BIVAAG : le blog

Biodiversité Insulaire Vertébrée, floristique et malacologique Ancienne de l’Archipel de Guadeloupe

Une Amazone à Marie-Galante

par Arnaud, le 07 septembre 2013

Cet os est à peine plus long qu’un centimètre. Il a pourtant beaucoup de choses à dire.

Il s’agit d’une dernière phalange  de patte d’oiseau, ou griffe. Cette griffe se caractérise par une forte courbure et un sillon marqué servant à l’insertion des tendons. Ce schéma est celui d’une patte capable d’enserrer fortement une branche, capacité propre aux oiseaux arboricoles tels que les pics ou les coucous.

La dimension de cette griffe cependant, est celle d’un oiseau d’assez grande taille, du gabarit d’une buse par exemple. Et aucun oiseau de forêt aussi grand n’existe aujourd’hui en Guadeloupe. Cet os serait-il celui d’un oiseau disparu ?

Si l’on considère un peu plus dans le détail cette phalange, on relève une facette articulaire complexe associée à une proéminence marquée en face plantaire, l’ensemble indiquant une capacité d’articulation du doigt qui témoigne d’une possibilité de préhension.

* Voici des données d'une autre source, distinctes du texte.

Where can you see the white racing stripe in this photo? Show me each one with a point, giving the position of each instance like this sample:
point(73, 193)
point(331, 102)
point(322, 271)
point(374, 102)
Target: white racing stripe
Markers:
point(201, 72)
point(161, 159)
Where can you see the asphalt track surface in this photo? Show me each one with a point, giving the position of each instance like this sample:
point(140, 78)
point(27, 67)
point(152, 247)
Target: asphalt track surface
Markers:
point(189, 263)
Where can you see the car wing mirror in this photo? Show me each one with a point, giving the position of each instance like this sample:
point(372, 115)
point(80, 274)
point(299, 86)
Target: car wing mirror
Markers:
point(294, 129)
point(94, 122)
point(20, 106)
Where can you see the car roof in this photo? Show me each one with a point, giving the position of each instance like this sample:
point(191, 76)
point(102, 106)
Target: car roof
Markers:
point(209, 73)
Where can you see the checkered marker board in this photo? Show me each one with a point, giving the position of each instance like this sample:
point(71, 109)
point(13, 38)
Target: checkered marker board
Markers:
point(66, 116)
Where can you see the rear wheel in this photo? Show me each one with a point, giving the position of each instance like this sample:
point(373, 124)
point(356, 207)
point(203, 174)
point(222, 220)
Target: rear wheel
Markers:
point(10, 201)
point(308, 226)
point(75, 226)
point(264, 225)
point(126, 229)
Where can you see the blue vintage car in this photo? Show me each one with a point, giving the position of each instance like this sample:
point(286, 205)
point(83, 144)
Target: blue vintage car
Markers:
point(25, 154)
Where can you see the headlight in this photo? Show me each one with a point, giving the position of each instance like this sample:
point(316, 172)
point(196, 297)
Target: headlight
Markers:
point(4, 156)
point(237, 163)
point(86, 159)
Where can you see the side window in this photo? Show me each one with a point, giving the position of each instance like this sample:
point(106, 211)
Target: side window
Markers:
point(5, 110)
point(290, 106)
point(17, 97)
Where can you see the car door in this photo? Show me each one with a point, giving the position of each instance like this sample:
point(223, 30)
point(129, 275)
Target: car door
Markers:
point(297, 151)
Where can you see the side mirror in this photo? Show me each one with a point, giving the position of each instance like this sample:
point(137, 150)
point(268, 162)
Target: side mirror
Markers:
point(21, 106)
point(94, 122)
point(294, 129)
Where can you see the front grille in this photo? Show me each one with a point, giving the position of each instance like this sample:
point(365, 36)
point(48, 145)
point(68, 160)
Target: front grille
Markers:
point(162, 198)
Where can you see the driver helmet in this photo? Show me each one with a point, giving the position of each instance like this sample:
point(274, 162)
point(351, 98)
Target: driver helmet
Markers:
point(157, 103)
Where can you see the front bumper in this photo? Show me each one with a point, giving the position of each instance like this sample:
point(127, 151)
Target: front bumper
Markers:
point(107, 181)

L’ensemble de ces caractères se rencontre par exemple chez les Psittacidés, oiseaux grimpeurs mais, aussi, capables de tenir dans leur patte les objets dont ils se saisissent.

La comparaison de cette griffe à celles d’un Ara confirme cette hypothèse : cet os est morphologiquement identique à celle du quatrième doigt d’un Ara. Elle est cependant plus petite d’environ deux-tiers.  Cette proportion nous renvoie dans la gamme des Amazones, dont on sait par les récits des chroniqueurs qu’elles étaient présentes en Guadeloupe aux XVII et XVIIIe siècles.

L'archipel aurait ainsi abrité une espèce propre, l’Amazona violacea, nommée au XIXe siècle sur la base des descriptions qu’en a fait le père Labat. Cette espèce endémique de la Guadeloupe aurait été assez proche de l’Amazone impériale qui existe encore aujourd’hui à la Dominique.

Trouvé dans l’une des cavités de Marie-Galante, cet os témoignerait donc de la présence d'une amazone sur l'île.

Des os d’Amazone ont déjà été identifiés à Marie-Galante. Ils sont issus du site archéologique de Folle Anse, à Grand Bourg. Trouvés parmi d’autres restes archéologiques dans un dépotoir amérindien, ils n’indiquent cependant pas que cet oiseau était naturellement présent sur l’île car les Amérindiens qui les capturaient et les consommaient, pouvaient les transporter d’îles en îles.

Cet os, en revanche, est issu d’un site où les ossements se sont accumulés sans intervention humaine.  Il provient, en outre, des niveaux supérieurs datés du début de la colonisation de l’île. Il montrerait ainsi que des Amazones étaient naturellement présentes à Marie-Galante au XVIIe-XVIIIe siècle.

Ces conclusions ne pourront toutefois être validées que lorsque ce reste aura été comparé à ceux d’une Amazone. Mais l’ostéothèque du projet n’en dispose pas. Espérons ici que les éleveurs de Perroquet que nous avons contactés nous permettent de recueillir un tel spécimen à l’avenir.